La Plata Electric Association has yet to be formally added as a plaintiff to a lawsuit brought by United Power of Brighton that claims Tri-State Generation and Transmission illegally added three nonutility members so it would become federally regulated instead of regulated by the state.
“It is often a slow process in state court. This is not atypical, and I would not read anything into the delay,” Matthew Larson, a lawyer representing LPEA in its effort to buyout a long-term contract with its electric power supplier, Tri-State, told LPEA’s board of directors Tuesday.

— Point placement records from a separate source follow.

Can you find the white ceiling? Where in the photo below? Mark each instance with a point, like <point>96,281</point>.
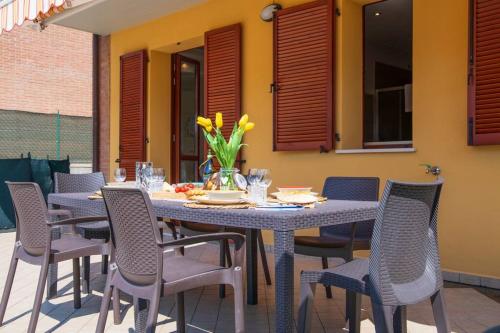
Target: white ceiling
<point>103,17</point>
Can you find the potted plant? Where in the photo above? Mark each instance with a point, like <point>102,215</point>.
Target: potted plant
<point>226,152</point>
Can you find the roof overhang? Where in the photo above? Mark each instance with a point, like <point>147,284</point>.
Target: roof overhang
<point>104,17</point>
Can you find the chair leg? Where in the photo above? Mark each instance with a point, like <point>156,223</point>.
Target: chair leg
<point>328,289</point>
<point>8,286</point>
<point>383,317</point>
<point>117,319</point>
<point>307,291</point>
<point>263,258</point>
<point>154,305</point>
<point>77,301</point>
<point>227,251</point>
<point>86,275</point>
<point>35,313</point>
<point>181,319</point>
<point>399,320</point>
<point>104,264</point>
<point>222,262</point>
<point>239,301</point>
<point>103,313</point>
<point>439,310</point>
<point>353,311</point>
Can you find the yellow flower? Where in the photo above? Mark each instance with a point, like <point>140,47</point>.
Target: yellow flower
<point>205,122</point>
<point>243,121</point>
<point>218,120</point>
<point>249,126</point>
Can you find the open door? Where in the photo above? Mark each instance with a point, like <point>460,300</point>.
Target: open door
<point>186,107</point>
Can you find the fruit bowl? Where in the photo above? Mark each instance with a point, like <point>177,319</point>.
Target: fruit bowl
<point>224,195</point>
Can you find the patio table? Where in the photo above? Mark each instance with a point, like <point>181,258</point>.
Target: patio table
<point>283,224</point>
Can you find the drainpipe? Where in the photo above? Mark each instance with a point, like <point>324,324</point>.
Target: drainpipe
<point>58,135</point>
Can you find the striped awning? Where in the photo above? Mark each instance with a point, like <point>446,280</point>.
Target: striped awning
<point>15,12</point>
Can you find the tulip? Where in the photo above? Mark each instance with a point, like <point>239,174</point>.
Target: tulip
<point>243,121</point>
<point>249,126</point>
<point>205,122</point>
<point>218,120</point>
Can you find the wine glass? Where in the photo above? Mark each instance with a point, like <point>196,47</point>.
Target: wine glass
<point>158,177</point>
<point>120,175</point>
<point>254,176</point>
<point>264,184</point>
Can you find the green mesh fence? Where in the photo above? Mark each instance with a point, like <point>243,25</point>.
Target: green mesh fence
<point>45,135</point>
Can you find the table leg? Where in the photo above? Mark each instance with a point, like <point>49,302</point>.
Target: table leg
<point>284,261</point>
<point>140,314</point>
<point>52,273</point>
<point>252,278</point>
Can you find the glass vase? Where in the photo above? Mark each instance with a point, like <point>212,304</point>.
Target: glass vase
<point>226,179</point>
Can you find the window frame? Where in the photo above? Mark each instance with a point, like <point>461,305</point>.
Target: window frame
<point>377,144</point>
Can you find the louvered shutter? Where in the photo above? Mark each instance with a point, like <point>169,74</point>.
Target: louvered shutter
<point>133,78</point>
<point>484,73</point>
<point>223,75</point>
<point>303,77</point>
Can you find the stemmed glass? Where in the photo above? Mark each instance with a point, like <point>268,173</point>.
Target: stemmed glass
<point>259,180</point>
<point>158,177</point>
<point>120,175</point>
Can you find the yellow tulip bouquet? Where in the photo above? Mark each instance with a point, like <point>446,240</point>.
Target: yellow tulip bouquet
<point>225,151</point>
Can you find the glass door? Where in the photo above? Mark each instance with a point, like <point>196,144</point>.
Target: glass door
<point>186,147</point>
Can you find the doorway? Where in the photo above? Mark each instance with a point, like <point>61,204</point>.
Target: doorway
<point>187,105</point>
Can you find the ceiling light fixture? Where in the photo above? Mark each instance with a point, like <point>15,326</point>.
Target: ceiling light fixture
<point>267,12</point>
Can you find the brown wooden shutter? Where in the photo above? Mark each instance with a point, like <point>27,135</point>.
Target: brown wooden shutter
<point>303,77</point>
<point>223,75</point>
<point>133,78</point>
<point>484,73</point>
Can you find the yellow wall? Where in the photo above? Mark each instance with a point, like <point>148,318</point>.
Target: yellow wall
<point>158,120</point>
<point>469,217</point>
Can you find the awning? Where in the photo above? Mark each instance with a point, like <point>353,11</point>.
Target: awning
<point>15,12</point>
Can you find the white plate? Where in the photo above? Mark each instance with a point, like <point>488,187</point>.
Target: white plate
<point>301,199</point>
<point>275,194</point>
<point>224,195</point>
<point>205,200</point>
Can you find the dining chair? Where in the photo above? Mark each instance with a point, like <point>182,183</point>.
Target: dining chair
<point>35,244</point>
<point>140,268</point>
<point>89,182</point>
<point>195,229</point>
<point>340,241</point>
<point>78,183</point>
<point>403,267</point>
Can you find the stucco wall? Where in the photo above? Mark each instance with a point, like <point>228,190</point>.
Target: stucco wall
<point>469,223</point>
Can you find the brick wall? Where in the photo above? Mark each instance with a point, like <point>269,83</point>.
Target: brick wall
<point>46,72</point>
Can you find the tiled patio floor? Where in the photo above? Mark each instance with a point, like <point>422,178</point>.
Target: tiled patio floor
<point>469,309</point>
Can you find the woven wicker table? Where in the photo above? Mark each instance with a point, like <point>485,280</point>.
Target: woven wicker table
<point>283,224</point>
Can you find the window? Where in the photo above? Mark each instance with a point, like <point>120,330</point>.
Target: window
<point>303,77</point>
<point>484,74</point>
<point>387,86</point>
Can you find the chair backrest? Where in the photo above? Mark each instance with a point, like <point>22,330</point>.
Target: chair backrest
<point>350,188</point>
<point>31,216</point>
<point>404,259</point>
<point>134,233</point>
<point>74,183</point>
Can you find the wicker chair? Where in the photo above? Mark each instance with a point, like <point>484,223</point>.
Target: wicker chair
<point>90,182</point>
<point>403,267</point>
<point>197,229</point>
<point>339,241</point>
<point>35,244</point>
<point>141,269</point>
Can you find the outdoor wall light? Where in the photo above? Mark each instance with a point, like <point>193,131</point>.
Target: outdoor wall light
<point>267,12</point>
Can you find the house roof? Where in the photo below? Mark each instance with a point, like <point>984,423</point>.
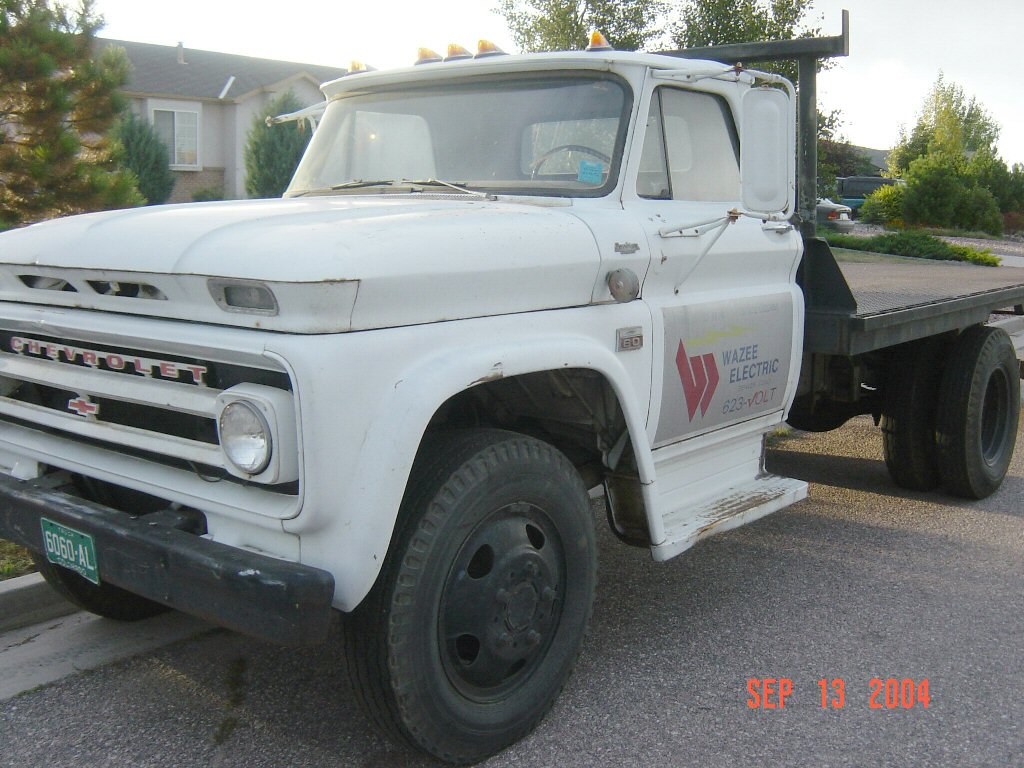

The lawsuit is related to LPEA’s effort to determine if it is economically feasible to buyout its power-supply contract with Tri-State, which currently provides the local electric cooperative with about 95% of its electricity.
LPEA wants to determine if buying out the contract, which runs through 2050, would allow it to develop more local renewable projects as well as buy electricity cheaper on the open market, something United Power is also exploring.
The lawsuit, filed by United Power against Tri-State in November 2020 in state District Court of Adams County, claims the three nonutility members were added illegally under Colorado law with the purpose of bringing Tri-State under the regulatory umbrella of the Federal Energy Regulatory Commission.
Tri-State, LPEA and United have traditionally been regulated by the Colorado Public Utilities Commission, which is the agency LPEA and United would prefer to have determine the formula for contract-termination costs of their power-supply contracts with Tri-State.
In 2019, Tri-State added a ranch, a greenhouse and a California natural gas supplier to its membership. The addition of those members resulted in FERC, the preferred regulatory body of Tri-State, assuming jurisdiction in determining the contract-termination formula.
If United Power’s lawsuit succeeds, jurisdiction for writing the contract-termination formula would return to the state’s PUC.
United Power, with 49,945 customers, is Tri-State’s largest member. Tri-State has 43 rural electric cooperative members, including LPEA with about 34,500 customers.
Whether Colorado or federal regulators oversee Tri-State could change the cost of LPEA’s and United Power’s contract exit fee by tens of millions of dollars, possibly hundreds of millions of dollars.
Tri-State maintains it has loosened rules to allow member cooperatives to buy more renewable power, and LPEA’s effort to end long-term contracts will hurt other Tri-State rural cooperative members that have all agreed to share costs of power generation.
Besides examining a complete buyout of its power supply contract with Tri-State, LPEA is also looking at gaining more flexibility within the contract to purchase more renewable power generated locally and is looking at negotiating a partial contract with Tri-State.
Larson also informed LPEA’s board of directors that a settlement conference on disagreements over the contract-termination methodology between LPEA and Tri-State will be held by FERC on March 22.
In November 2020, the PUC ruled that it did not have jurisdiction to determine the contract-termination formula. At that time, the PUC also determined that state courts should decide United Power’s complaint that the three nonutility members were added illegally.
In 2016, a smaller Tri-State member, Kit Carson Electric Cooperative in Taos, New Mexico, bought out its contract with Tri-State for $37 million.
In April, Delta-Montrose Electric Association agreed to pay $62.5 million to leave Tri-State. In addition, in a related contract, it agreed to purchase Tri-State transmission assets for $26 million and forfeit $48 million in capital credits. The related contract brought the overall buyout cost to $88.5 million.